Πλάτωνοc γεγράφθαι δραματικοὺc

διαλό]γ[ους ὑ]π' [Ἀ]λεξαμενοῦ Τηνίου

«...in this also imitating Sophron, the writer of mimes, for the dramatic quality of the dialogues. For one should not believe Aristotle, who, out of jealous spite towards Plato, says in the first book of On poetry [= On the Poets] that even before Plato dramatic dialogues had been written by Alexamenos of Tenos»

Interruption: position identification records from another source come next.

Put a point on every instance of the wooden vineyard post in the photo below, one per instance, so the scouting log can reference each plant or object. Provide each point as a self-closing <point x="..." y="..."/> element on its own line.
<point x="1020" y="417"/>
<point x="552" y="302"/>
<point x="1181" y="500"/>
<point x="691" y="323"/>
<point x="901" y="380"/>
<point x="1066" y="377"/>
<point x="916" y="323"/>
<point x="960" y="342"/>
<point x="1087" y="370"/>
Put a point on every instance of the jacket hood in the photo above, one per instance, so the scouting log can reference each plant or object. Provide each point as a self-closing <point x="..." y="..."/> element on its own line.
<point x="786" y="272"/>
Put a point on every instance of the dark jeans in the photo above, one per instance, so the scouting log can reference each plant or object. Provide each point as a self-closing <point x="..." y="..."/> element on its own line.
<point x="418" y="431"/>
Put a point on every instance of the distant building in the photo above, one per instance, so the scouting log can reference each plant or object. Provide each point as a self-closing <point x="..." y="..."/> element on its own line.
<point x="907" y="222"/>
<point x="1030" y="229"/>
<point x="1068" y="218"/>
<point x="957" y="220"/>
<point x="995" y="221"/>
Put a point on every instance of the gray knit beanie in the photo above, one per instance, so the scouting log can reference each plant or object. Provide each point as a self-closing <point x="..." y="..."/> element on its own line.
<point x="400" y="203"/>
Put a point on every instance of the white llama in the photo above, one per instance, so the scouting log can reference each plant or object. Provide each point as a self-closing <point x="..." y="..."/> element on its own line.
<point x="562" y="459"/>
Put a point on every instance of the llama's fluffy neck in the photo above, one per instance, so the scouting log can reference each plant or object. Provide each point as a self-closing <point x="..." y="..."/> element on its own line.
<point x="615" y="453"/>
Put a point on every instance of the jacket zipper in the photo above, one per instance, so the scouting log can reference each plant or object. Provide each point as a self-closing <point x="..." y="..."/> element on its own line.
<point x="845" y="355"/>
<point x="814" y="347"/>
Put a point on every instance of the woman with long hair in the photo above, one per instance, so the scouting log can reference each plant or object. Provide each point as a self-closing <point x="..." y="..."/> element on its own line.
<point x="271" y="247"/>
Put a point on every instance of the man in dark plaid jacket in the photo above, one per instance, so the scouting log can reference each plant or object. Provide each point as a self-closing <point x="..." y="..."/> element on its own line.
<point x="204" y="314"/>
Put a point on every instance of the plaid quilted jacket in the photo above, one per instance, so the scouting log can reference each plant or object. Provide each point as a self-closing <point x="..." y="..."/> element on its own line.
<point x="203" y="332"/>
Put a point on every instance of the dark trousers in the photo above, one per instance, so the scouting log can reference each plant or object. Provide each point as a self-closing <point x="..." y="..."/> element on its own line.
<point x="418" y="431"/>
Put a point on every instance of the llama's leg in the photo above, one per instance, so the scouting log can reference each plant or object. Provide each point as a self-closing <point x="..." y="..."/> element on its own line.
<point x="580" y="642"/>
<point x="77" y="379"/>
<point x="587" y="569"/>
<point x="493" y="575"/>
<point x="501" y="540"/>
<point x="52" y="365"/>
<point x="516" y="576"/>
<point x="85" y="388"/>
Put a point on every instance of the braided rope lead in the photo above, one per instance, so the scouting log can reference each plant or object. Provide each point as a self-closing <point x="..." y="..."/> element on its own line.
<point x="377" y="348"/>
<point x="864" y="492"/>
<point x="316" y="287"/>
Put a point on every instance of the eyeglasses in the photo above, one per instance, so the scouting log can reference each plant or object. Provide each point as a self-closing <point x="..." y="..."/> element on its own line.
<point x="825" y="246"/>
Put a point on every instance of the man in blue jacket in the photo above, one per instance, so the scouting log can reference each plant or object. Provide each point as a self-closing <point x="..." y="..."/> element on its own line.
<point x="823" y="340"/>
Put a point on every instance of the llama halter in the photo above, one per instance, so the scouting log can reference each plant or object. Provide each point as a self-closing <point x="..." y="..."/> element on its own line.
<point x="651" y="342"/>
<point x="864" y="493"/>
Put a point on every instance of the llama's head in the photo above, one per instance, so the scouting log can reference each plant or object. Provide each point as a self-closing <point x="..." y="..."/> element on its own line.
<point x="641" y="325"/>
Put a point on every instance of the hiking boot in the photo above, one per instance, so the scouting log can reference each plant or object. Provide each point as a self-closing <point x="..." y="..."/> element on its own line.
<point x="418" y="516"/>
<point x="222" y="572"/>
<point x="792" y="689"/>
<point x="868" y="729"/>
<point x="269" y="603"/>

Aristotle's view is therefore differently evaluated. However, if we believe his testimony, it seems that the literature of Alexamenos, whatever attributes it had, is comparable to the mimes of Sophron, of which little survived anyway. The basic question is: should we assume that Alexamenus was the first Socratic to have composed in a new literary genre, or that he was an earlier dialogue writer and uncoupled from Socratics and Socratic literature?